Geography
- Location: Havana, Cuba
- Coordinates: 23°05′26″N 82°25′58″W﻿ / ﻿23.090516078011127°N 82.43286379440114°W

Organisation
- Type: Military hospital

Services
- Beds: 530

History
- Opened: 1943

Links
- Lists: Hospitals in Cuba

= Carlos J. Finlay Military Hospital =

Military hospital in Cuba

The Central Military Hospital Carlos J. Finlay is a Cuban military hospital in Havana, Cuba.

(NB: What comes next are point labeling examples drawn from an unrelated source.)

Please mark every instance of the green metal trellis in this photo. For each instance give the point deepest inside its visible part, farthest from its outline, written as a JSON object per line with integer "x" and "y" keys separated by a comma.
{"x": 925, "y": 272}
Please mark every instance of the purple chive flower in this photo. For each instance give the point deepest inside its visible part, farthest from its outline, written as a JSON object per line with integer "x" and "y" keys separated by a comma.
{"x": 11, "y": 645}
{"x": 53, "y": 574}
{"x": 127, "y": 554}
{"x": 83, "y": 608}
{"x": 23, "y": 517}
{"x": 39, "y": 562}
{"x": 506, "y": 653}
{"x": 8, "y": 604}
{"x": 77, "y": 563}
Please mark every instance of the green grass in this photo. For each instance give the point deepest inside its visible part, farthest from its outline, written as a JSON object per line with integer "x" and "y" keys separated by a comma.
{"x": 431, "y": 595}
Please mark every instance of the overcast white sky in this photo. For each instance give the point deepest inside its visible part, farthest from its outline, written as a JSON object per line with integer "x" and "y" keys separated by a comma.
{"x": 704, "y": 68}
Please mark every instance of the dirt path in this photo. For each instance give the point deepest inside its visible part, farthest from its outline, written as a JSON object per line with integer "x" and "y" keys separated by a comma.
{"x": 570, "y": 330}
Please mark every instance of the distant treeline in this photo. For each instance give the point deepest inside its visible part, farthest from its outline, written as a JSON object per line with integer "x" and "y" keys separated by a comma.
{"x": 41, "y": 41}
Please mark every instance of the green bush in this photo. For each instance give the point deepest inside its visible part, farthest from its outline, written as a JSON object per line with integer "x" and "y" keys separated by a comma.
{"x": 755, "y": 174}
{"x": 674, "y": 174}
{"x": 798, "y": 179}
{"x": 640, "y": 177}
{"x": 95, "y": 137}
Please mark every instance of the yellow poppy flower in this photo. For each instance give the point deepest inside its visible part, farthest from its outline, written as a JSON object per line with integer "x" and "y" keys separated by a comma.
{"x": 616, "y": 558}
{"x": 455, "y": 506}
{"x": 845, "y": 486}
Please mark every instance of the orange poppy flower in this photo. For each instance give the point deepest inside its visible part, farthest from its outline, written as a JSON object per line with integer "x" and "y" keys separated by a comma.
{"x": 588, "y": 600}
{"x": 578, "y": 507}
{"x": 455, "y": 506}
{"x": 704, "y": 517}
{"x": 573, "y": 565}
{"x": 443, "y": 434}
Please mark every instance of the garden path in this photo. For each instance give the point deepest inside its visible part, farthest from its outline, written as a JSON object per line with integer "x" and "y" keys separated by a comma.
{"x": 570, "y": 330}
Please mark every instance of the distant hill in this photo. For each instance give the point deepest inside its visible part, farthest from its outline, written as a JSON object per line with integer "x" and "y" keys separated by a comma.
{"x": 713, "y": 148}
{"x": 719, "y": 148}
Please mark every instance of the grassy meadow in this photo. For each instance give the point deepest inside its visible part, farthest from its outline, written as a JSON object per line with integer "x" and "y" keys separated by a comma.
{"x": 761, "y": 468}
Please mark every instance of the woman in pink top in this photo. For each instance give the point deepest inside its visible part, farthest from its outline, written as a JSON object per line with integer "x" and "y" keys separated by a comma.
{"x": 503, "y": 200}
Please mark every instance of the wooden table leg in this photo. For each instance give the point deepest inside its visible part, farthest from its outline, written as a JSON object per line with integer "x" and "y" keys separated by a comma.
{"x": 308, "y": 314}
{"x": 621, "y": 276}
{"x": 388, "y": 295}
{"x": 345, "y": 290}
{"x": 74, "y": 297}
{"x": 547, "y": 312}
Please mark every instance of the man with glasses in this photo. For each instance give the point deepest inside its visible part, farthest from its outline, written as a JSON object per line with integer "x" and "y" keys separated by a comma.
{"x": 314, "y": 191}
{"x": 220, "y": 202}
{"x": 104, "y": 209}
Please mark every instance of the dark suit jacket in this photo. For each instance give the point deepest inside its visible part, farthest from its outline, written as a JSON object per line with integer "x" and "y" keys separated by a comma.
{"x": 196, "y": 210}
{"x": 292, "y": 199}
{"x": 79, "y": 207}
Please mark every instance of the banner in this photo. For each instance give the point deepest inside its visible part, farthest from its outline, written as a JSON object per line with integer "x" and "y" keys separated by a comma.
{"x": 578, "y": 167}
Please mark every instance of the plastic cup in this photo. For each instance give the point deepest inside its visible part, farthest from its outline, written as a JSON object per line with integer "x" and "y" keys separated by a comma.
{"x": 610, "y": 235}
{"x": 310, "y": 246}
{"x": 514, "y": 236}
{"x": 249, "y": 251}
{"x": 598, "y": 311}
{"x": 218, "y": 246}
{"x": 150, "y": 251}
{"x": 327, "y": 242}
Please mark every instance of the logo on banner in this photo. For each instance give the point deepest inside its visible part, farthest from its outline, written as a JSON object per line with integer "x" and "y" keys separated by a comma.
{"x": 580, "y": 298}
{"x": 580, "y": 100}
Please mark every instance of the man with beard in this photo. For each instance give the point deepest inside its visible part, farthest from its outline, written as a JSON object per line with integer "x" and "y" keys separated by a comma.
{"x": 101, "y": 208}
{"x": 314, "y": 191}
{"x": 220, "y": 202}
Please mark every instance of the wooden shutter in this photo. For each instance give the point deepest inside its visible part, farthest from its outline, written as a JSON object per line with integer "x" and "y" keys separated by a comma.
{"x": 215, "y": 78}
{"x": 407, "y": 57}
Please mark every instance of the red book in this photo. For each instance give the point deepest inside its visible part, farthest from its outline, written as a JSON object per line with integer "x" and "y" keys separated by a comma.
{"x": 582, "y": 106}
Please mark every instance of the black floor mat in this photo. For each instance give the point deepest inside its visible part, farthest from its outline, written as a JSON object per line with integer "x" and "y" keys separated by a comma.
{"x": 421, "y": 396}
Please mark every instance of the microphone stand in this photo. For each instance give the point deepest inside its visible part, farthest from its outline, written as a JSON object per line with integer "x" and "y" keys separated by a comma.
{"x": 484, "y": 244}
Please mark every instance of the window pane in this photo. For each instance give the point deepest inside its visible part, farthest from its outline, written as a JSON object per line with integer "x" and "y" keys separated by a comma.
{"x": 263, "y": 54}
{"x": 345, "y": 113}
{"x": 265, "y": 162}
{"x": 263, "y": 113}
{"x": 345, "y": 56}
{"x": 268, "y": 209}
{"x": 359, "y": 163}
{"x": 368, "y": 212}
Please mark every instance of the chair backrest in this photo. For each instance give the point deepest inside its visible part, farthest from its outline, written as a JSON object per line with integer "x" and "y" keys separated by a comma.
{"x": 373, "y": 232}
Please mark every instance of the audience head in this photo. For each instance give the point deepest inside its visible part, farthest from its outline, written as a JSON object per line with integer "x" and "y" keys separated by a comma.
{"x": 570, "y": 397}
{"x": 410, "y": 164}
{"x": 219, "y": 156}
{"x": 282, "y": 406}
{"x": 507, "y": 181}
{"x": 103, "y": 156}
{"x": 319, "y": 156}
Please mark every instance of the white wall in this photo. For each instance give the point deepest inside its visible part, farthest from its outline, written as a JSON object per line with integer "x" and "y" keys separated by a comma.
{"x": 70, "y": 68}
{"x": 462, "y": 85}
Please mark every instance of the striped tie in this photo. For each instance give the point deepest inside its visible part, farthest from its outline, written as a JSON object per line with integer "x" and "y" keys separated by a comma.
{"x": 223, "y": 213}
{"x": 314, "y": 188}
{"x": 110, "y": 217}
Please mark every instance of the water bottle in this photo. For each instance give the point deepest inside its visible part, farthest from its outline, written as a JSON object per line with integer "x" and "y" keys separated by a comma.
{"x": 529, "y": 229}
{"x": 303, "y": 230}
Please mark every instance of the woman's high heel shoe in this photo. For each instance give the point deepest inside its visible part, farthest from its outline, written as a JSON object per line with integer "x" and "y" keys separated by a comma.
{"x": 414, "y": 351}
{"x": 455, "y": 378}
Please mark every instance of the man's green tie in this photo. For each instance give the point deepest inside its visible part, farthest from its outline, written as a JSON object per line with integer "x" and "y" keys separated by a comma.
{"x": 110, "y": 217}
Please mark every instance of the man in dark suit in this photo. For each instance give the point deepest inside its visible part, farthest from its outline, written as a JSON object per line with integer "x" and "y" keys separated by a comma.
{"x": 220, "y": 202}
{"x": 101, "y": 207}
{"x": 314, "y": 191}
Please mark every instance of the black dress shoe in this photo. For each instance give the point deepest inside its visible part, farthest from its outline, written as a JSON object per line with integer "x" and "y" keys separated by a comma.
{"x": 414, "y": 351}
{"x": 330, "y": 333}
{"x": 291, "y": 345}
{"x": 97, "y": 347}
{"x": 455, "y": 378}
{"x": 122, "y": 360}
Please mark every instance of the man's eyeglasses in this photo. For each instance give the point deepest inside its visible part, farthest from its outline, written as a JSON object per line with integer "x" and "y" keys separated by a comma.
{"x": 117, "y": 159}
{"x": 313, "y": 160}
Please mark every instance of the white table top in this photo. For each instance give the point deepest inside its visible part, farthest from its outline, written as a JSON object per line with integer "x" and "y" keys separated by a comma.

It was founded in 1943 with the objective of providing medical attention to the then-Cuban Constitutional Army and the families of its service personnel. It is named for Cuban epidemiologist Carlos Finlay.

== History ==

Originally founded in Camp Columbia military base, the hospital was originally a rustic military hospital.
Under the government of General Mario García Menocal, the order was given to build the hospital for the military and their families. At that time, they began to replace the wood walls, improvised flooring and pavilions with concrete. Some of the pavilions were isolated in an effort to contain infectious diseases.

When Fulgencio Batista took power, he improved the lifestyle and housing conditions of the military. One of the biggest achievements was the inauguration of the hospital in its present location, on September 4, 1943, located on Avenida 31, then named Avenida de Columbia.